The RNase protection method confirmed the initial RT-PCR result that CYP4C7 mRNA was not detectable in the fat body. This technique showed no detectable expression in the head or abdominal fat body of 1-, 5-, or 9-day-old insects or the corpora cardiaca or brain of 5-day-old insects. There was also no detectable expression in the postvitellogenic ovary, the prothoracic gland from late final-instar larvae, or the tissue remnants of that gland in newly emerged females. Trace levels of expression were observed in the midgut of newly emerged, 4-day-old and 8-day-old mated females and in the gastric caeca from 4-day-old insects.

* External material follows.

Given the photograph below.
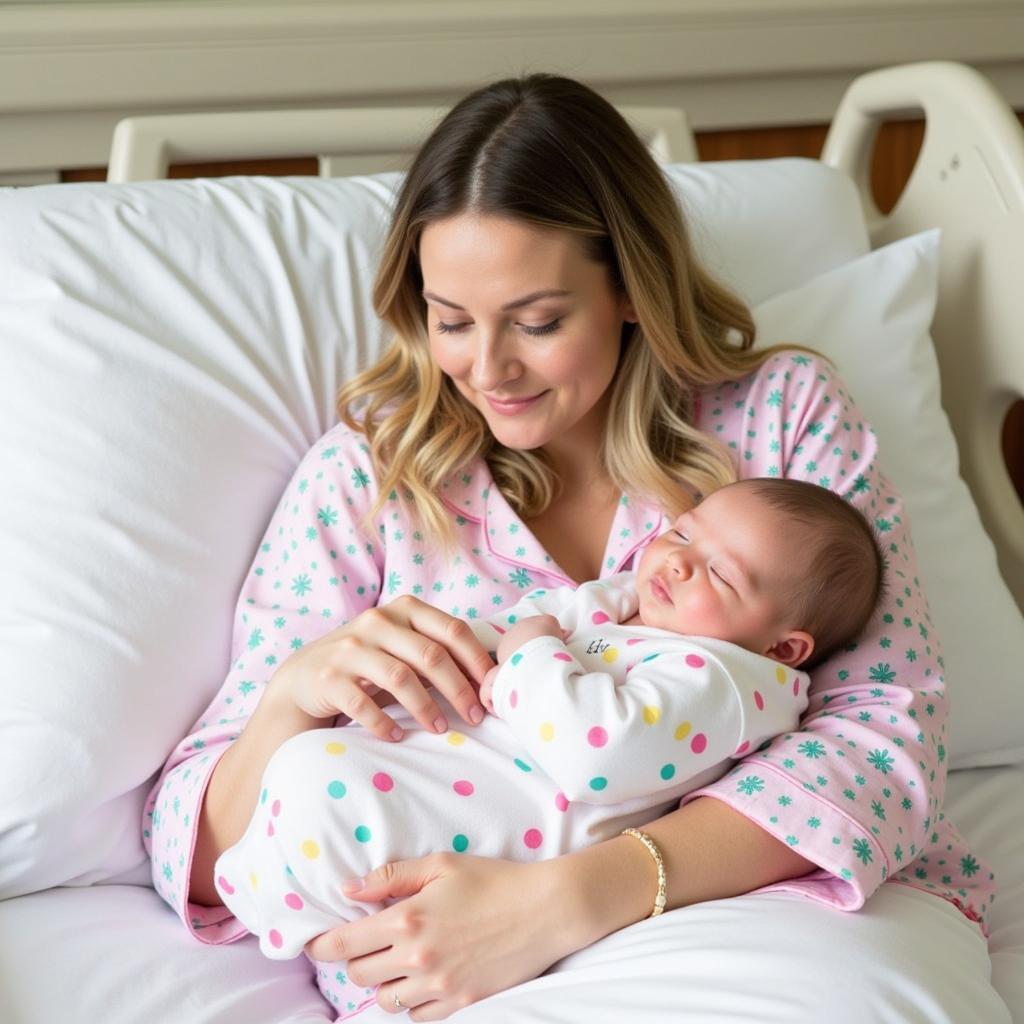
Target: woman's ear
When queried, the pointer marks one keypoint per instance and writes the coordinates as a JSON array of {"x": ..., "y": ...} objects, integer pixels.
[{"x": 793, "y": 649}]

Relative to the fresh weight of the tissues, the mRNA levels in the caeca and midgut were 0.20% and 0.10–0.26%, respectively, of the level in a single CA from 7-day-old females. Thus, expression of CYP4C7 was 500-fold higher in the CA than in the midgut or gastric caeca.

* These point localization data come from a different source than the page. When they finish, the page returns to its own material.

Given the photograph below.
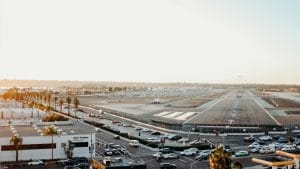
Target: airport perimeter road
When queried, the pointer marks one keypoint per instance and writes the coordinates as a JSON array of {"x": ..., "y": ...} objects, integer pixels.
[{"x": 236, "y": 108}]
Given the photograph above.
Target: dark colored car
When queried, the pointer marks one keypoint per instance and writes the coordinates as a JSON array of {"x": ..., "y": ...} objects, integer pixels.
[
  {"x": 168, "y": 166},
  {"x": 80, "y": 160},
  {"x": 249, "y": 139},
  {"x": 83, "y": 166},
  {"x": 69, "y": 163},
  {"x": 155, "y": 133},
  {"x": 276, "y": 137},
  {"x": 175, "y": 137},
  {"x": 282, "y": 140}
]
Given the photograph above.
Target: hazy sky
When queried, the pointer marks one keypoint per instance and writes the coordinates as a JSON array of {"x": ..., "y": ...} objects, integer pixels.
[{"x": 233, "y": 41}]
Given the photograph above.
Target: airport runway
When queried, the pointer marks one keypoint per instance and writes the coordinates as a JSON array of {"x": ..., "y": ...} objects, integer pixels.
[{"x": 234, "y": 108}]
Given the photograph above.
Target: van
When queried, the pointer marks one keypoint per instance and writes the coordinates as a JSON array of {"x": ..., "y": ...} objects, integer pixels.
[{"x": 134, "y": 143}]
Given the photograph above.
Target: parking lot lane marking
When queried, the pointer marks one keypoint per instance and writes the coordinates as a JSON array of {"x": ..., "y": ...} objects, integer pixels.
[{"x": 174, "y": 114}]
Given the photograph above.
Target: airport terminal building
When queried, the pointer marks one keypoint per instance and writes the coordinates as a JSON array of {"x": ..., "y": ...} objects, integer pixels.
[{"x": 72, "y": 140}]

Heterologous Expression of the CYP4C7 Protein.

The cell lysate of E. coli cells transformed with the CYP4C7 expression vector contained cytochrome P450 as detected by the characteristic reduced CO/reduced difference spectrum with a peak at 448 nm. The expression construct encoded a 4-His tag that allowed purification of the enzyme on a nickel affinity column. The eluate from the affinity column contained a major protein band of 50–60 kDa after analysis on SDS/PAGE (not shown), with spectra of oxidized, reduced, and CO-bound reduced purified protein typical of P450 proteins (not shown). The level of cytochrome P450 expression was about 140 nmol/liter of culture.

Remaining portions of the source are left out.